Finding the complex fourier series of the function $x^2\sin(x)$ in the interval $[{-\pi}, \pi]$?

Question

This forms part of a project I am doing and I wish to see how well complex fourier series approximates a smooth curve such as this one. After tedious integration by parts, I have attained an answer which has imaginary numbers in, although I have been advised that $C_{n}$ must be real.

Ignoring that, when trying to plot what I have derived to see how well it approximates the original function, the graph is not much like the original function. I have checked my work repeatedly but I must have made an error.
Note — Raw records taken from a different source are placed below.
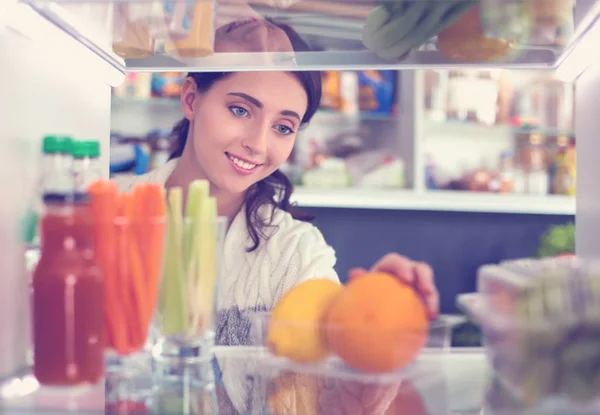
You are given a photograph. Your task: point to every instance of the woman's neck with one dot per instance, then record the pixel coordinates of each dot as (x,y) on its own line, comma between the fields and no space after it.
(186,171)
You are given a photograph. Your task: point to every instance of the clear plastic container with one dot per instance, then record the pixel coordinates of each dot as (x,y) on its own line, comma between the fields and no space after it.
(440,330)
(541,359)
(540,287)
(258,383)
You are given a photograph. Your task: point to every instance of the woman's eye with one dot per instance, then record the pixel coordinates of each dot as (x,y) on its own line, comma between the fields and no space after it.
(238,111)
(282,129)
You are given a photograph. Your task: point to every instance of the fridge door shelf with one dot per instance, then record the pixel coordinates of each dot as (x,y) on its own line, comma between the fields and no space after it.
(335,33)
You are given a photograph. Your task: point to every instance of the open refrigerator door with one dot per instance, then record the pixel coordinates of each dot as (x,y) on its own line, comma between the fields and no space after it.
(50,84)
(57,72)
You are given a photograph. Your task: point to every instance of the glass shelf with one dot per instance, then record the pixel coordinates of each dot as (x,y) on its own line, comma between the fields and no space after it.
(436,201)
(322,34)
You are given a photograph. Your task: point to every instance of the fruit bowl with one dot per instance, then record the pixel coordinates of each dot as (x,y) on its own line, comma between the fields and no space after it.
(438,338)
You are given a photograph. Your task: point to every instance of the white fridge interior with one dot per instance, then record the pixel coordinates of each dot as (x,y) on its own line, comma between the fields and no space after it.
(51,83)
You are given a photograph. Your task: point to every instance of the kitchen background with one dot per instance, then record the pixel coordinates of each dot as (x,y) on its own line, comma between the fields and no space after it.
(455,168)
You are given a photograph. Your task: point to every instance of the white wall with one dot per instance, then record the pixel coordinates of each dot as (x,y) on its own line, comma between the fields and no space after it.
(587,127)
(41,93)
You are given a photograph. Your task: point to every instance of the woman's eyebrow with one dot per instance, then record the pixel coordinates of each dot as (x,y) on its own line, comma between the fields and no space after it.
(259,104)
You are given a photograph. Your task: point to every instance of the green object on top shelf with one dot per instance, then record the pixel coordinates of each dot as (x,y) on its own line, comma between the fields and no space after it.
(94,148)
(81,149)
(558,240)
(65,145)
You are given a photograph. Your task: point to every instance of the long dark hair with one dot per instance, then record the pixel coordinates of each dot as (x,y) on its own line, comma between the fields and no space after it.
(274,190)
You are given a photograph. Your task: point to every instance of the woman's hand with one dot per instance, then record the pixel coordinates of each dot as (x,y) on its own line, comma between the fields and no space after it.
(417,274)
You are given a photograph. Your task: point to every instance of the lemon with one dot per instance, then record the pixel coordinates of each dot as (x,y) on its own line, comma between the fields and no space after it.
(295,324)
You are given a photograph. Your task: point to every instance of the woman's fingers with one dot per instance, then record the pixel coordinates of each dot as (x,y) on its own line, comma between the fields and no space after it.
(417,274)
(425,284)
(397,265)
(356,272)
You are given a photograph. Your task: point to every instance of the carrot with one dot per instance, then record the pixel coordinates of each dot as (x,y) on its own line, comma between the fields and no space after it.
(121,281)
(104,208)
(156,223)
(136,284)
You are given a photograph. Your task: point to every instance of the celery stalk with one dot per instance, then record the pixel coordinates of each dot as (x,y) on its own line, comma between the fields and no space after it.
(173,300)
(206,276)
(197,193)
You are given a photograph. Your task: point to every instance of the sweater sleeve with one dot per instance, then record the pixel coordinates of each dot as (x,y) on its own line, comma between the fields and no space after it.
(304,255)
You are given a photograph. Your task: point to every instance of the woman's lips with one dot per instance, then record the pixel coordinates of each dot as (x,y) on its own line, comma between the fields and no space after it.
(240,165)
(241,22)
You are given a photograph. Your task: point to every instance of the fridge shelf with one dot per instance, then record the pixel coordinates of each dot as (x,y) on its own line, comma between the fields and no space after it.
(292,35)
(438,201)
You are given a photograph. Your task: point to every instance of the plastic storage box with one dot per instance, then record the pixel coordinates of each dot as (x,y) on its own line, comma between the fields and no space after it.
(287,387)
(541,327)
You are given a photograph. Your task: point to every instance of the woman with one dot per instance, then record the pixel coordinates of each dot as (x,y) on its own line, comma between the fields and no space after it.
(238,128)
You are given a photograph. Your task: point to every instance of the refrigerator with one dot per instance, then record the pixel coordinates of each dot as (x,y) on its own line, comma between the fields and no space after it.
(57,69)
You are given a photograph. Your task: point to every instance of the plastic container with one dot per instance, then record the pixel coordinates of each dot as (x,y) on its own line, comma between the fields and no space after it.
(439,339)
(541,360)
(256,382)
(541,288)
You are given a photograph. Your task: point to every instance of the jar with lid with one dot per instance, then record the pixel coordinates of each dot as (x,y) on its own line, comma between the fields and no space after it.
(533,165)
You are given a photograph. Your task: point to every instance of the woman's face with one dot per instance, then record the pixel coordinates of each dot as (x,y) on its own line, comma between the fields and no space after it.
(244,127)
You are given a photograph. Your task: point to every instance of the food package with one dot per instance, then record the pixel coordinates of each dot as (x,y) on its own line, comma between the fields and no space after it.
(130,40)
(377,91)
(201,39)
(332,94)
(167,84)
(465,40)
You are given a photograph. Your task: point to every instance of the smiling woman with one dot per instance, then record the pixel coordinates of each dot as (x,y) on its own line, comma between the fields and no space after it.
(238,129)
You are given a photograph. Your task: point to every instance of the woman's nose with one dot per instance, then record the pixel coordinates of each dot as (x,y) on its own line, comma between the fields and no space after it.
(255,141)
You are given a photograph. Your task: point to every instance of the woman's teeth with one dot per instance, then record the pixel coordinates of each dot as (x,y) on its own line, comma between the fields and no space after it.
(241,163)
(241,22)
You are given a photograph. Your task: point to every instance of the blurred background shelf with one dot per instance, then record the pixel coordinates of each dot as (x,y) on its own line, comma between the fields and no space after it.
(440,201)
(338,34)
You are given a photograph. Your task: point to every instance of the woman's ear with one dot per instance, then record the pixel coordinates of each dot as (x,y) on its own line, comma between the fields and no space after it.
(188,97)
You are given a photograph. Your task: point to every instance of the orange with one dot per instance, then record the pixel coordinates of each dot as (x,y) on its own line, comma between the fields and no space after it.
(376,324)
(295,323)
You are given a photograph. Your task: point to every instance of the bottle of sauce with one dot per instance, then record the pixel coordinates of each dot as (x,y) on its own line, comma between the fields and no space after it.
(67,295)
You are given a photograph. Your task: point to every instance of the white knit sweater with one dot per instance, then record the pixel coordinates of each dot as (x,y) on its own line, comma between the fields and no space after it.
(253,281)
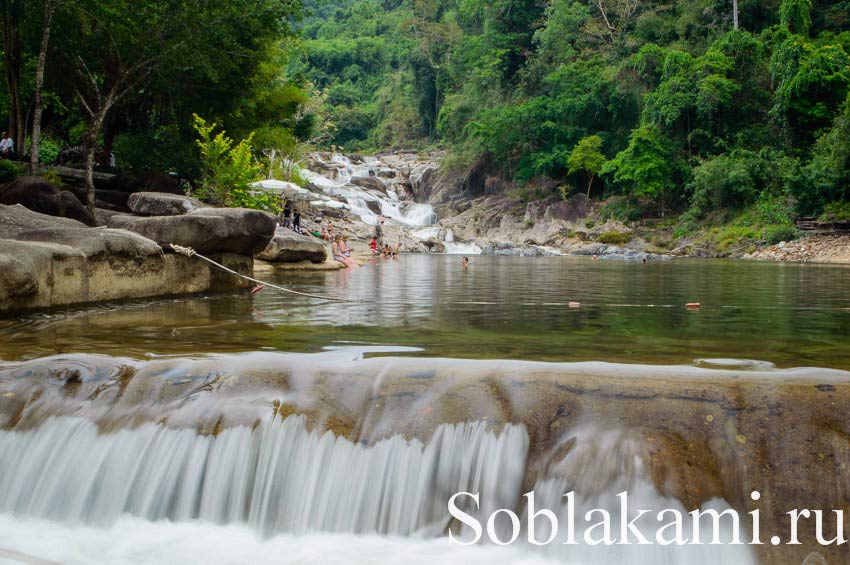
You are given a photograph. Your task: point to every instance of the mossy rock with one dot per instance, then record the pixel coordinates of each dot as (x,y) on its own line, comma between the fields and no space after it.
(615,238)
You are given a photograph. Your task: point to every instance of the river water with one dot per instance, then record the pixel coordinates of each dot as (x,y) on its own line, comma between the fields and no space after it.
(500,307)
(155,431)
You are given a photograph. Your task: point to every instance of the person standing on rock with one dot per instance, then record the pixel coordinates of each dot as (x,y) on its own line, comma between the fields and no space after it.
(379,232)
(7,146)
(287,215)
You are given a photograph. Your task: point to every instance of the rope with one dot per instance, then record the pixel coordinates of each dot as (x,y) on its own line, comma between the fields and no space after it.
(189,252)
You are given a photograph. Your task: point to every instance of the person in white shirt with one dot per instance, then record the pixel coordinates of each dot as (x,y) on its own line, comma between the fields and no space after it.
(7,146)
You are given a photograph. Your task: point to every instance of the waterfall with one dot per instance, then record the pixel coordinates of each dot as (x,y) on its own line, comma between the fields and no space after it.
(359,198)
(276,477)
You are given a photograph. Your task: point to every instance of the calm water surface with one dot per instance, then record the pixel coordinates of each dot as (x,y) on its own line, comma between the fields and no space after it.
(500,307)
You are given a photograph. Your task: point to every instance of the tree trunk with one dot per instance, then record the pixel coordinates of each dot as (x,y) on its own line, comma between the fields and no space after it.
(735,14)
(90,144)
(39,82)
(12,64)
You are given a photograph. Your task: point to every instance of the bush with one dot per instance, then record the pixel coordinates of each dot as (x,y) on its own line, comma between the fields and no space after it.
(836,212)
(775,234)
(622,209)
(228,170)
(615,238)
(9,171)
(52,177)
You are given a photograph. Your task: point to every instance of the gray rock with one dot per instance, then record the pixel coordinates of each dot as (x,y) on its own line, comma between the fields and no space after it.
(17,218)
(289,247)
(162,204)
(570,210)
(373,183)
(40,196)
(422,179)
(234,230)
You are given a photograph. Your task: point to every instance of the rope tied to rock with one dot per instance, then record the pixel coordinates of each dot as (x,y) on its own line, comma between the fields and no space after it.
(189,252)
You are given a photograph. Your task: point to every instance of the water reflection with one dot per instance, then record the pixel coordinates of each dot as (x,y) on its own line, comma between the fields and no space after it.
(497,308)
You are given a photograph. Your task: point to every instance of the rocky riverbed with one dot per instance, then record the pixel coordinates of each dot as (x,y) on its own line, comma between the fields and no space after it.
(811,249)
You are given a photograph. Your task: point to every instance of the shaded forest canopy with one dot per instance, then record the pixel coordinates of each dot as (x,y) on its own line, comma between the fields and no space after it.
(659,100)
(664,103)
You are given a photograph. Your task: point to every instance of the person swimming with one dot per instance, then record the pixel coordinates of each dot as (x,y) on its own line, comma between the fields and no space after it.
(338,251)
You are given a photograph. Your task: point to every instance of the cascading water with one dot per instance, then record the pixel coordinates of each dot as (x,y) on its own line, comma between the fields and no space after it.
(368,203)
(277,477)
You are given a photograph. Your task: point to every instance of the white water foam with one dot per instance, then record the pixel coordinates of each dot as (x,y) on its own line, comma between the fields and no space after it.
(133,541)
(276,477)
(359,198)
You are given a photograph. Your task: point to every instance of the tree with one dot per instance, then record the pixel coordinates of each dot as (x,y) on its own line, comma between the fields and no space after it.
(38,105)
(12,15)
(587,156)
(119,46)
(644,168)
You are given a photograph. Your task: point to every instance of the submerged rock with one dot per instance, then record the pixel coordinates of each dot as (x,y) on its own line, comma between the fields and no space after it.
(162,204)
(289,247)
(234,230)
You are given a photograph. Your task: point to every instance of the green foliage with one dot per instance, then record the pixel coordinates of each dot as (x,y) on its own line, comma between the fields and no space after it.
(9,171)
(621,209)
(227,169)
(775,234)
(48,150)
(587,157)
(615,238)
(795,14)
(836,212)
(51,176)
(644,167)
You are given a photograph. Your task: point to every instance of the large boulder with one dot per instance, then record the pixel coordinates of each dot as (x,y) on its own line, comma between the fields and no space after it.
(40,196)
(162,204)
(17,218)
(570,210)
(422,179)
(372,183)
(234,230)
(289,247)
(145,181)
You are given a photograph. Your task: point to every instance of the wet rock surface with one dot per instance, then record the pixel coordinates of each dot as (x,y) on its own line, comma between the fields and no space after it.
(40,196)
(162,204)
(701,433)
(289,247)
(47,262)
(233,230)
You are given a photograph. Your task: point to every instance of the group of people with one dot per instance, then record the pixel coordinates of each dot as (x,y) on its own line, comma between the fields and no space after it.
(7,146)
(291,220)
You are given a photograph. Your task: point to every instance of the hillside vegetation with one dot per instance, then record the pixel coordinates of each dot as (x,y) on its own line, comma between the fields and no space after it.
(665,105)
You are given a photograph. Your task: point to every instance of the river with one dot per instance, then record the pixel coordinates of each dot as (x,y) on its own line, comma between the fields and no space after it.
(234,428)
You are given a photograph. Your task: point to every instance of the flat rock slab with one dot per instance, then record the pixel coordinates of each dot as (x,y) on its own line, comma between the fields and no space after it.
(289,247)
(232,230)
(162,204)
(17,218)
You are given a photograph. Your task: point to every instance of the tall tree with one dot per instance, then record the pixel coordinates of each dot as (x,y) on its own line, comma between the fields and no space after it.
(12,15)
(38,106)
(119,46)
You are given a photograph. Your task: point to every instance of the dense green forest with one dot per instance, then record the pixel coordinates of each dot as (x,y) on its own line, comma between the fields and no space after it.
(683,105)
(723,110)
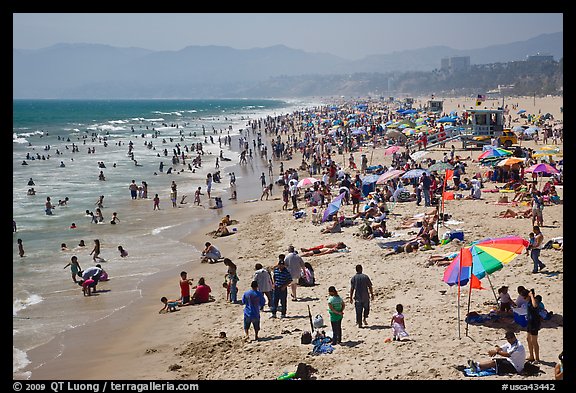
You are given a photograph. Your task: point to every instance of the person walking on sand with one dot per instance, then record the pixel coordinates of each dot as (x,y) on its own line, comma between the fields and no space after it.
(536,248)
(253,301)
(197,196)
(336,310)
(282,280)
(232,279)
(133,187)
(264,279)
(208,184)
(295,265)
(74,268)
(156,202)
(534,324)
(361,294)
(96,250)
(398,324)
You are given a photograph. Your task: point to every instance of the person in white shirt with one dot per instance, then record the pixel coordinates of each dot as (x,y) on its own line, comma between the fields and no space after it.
(513,357)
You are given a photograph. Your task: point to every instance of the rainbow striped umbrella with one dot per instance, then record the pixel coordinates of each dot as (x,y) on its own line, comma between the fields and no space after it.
(483,257)
(494,152)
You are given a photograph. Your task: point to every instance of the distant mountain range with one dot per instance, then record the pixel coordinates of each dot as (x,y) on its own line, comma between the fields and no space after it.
(102,71)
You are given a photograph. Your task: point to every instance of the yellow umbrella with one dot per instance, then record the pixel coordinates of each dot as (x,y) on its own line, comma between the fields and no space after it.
(510,161)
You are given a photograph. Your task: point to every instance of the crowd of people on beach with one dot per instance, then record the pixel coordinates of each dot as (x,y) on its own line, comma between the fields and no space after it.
(321,136)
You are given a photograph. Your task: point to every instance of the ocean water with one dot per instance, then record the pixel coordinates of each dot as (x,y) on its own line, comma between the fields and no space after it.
(45,299)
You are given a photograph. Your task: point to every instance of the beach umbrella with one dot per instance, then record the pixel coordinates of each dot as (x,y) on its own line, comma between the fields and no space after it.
(483,257)
(440,166)
(546,152)
(446,119)
(391,174)
(414,173)
(480,259)
(307,181)
(419,154)
(391,150)
(494,152)
(359,131)
(510,161)
(542,168)
(370,179)
(333,207)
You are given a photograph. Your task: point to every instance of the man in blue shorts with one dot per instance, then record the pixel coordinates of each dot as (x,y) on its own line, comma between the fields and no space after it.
(253,301)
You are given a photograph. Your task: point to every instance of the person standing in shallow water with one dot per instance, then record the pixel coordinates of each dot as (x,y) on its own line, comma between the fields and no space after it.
(133,187)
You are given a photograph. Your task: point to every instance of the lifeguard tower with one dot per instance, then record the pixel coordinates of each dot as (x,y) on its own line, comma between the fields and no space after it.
(485,123)
(435,106)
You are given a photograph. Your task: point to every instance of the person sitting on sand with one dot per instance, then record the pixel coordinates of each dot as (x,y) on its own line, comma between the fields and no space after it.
(210,254)
(441,260)
(169,305)
(407,248)
(323,249)
(222,230)
(201,293)
(226,220)
(509,213)
(335,227)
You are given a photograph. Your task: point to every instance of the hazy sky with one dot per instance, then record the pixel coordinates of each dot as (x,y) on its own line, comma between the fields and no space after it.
(351,35)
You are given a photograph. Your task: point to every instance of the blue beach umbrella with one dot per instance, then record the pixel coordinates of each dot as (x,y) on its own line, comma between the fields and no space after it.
(370,179)
(414,173)
(333,207)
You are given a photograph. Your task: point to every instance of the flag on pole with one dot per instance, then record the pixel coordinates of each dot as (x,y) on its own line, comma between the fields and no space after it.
(475,282)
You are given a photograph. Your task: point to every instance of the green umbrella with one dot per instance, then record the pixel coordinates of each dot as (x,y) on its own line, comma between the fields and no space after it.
(440,166)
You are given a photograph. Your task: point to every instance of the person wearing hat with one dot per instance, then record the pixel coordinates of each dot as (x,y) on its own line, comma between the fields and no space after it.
(282,280)
(506,302)
(295,265)
(513,357)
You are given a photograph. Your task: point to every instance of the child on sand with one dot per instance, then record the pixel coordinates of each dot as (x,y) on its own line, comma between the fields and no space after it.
(506,302)
(197,196)
(398,325)
(87,286)
(169,305)
(74,267)
(123,252)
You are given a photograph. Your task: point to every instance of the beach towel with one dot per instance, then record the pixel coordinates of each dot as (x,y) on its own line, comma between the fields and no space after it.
(483,373)
(392,244)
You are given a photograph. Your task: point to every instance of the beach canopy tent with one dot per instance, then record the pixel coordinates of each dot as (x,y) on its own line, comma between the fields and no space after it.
(369,184)
(333,207)
(415,173)
(389,175)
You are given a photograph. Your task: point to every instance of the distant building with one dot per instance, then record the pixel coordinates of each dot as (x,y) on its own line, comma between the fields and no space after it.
(454,64)
(539,58)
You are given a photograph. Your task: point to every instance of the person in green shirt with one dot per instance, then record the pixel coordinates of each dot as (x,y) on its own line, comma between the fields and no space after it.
(336,311)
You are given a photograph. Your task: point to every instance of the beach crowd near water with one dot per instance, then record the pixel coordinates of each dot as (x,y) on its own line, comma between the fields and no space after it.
(338,220)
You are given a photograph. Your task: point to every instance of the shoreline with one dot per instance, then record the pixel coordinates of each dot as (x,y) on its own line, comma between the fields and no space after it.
(150,344)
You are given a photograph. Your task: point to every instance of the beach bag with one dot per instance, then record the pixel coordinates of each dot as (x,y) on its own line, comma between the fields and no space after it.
(318,321)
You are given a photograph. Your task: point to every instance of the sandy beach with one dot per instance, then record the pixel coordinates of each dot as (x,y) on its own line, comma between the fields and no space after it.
(138,343)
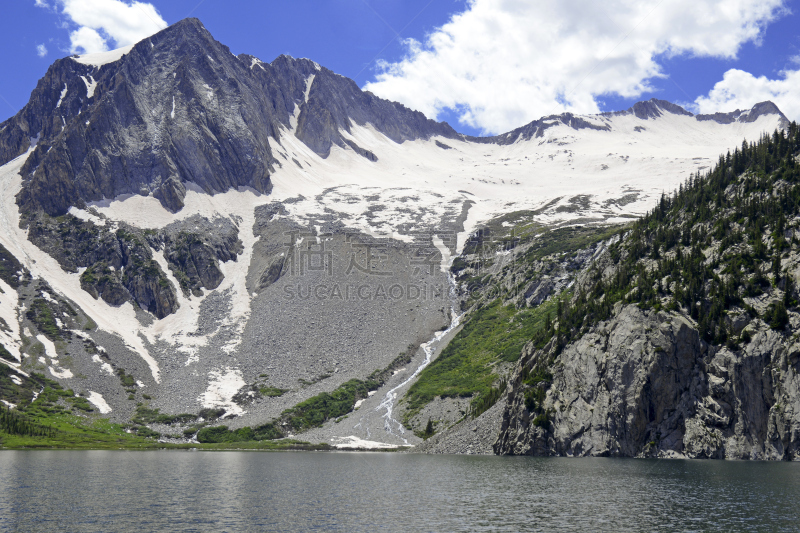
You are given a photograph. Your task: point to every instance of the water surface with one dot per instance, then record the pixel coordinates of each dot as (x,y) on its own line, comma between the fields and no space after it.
(251,491)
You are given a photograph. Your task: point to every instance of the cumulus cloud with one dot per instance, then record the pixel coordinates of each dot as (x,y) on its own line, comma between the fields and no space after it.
(104,24)
(741,90)
(503,63)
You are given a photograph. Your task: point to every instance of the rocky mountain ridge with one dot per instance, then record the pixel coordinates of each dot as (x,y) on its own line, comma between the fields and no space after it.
(240,239)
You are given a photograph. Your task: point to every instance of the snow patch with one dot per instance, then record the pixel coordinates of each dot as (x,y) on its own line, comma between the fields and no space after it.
(98,401)
(90,86)
(9,308)
(86,216)
(61,373)
(63,94)
(103,58)
(120,321)
(222,387)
The answer I have attained is: $\sum_{n=-N}^{N} \Bigg(\dfrac{i(-1)^n}{(n-1)^2} - \dfrac{i(-1)^n}{(n+1)^2} \Bigg) e^{inx}$

If this answer is correct, is the fact that the fourier series is trying to approximate a smooth function mean it's hard to be correct? The discontinuous functions I have approximated have worked brilliantly with a suitably large n.

Any help with this would be greatly appreciated!

Answer 1

The coefficient I get is

$$\frac{4 i (-1)^n n}{(n^2-1)^2},$$ which is not the same as yours.

For $n = 1,$ mathematica gives $$-\frac{1}{6} i \pi \left(2 \pi ^2-3\right)$$

and for $n=-1,$ $$\frac{1}{6} i \pi \left(2 \pi ^2-3\right)$$

Answer 2

The Fourier series for $x^2$ on $(-\pi,\pi)$ is $$ \frac{\pi^2}3 + 4 \sum_{n=1}^\infty \frac{(-1)^n}{n^2} \cos nx \\ = \frac{\pi^2}3 + 2 \sum_{n=-\infty\atop n\ne 0}^\infty \frac{(-1)^n}{n^2} e^{inx} $$ So the Fourier series for $e^{ix} x^2$ is $$ \frac{\pi^2}3e^{ix} + 2 \sum_{n=-\infty\atop n\ne 1}^\infty \frac{(-1)^{n+1}}{(n-1)^2} e^{inx} $$ So the Fourier series for $\sin(x) x^2 = \frac1{2i} (e^{ix}-e^{-ix}) x^2$ is $$ \frac{\pi^2}3 \sin(x) + i\sum_{n=-\infty\atop n\ne 1}^\infty \frac{(-1)^{n}}{(n-1)^2} e^{inx} - i\sum_{n=-\infty\atop n\ne -1}^\infty \frac{(-1)^{n}}{(n+1)^2} e^{inx} $$ So if $n \ne \pm 1$, then the Fourier coefficient of $e^{inx}$ is $$ i(-1)^n \left(\frac{1}{(n-1)^2}- \frac{1}{(n+1)^2}\right) $$ and this is the same as Igor Riven's answer. The cases $n=\pm1$ need to be calculated separately, but will be easy (basically the above with the divisions by zero replacing the offending term by what comes from the $\frac{\pi^2}3 \sin(x)$ term).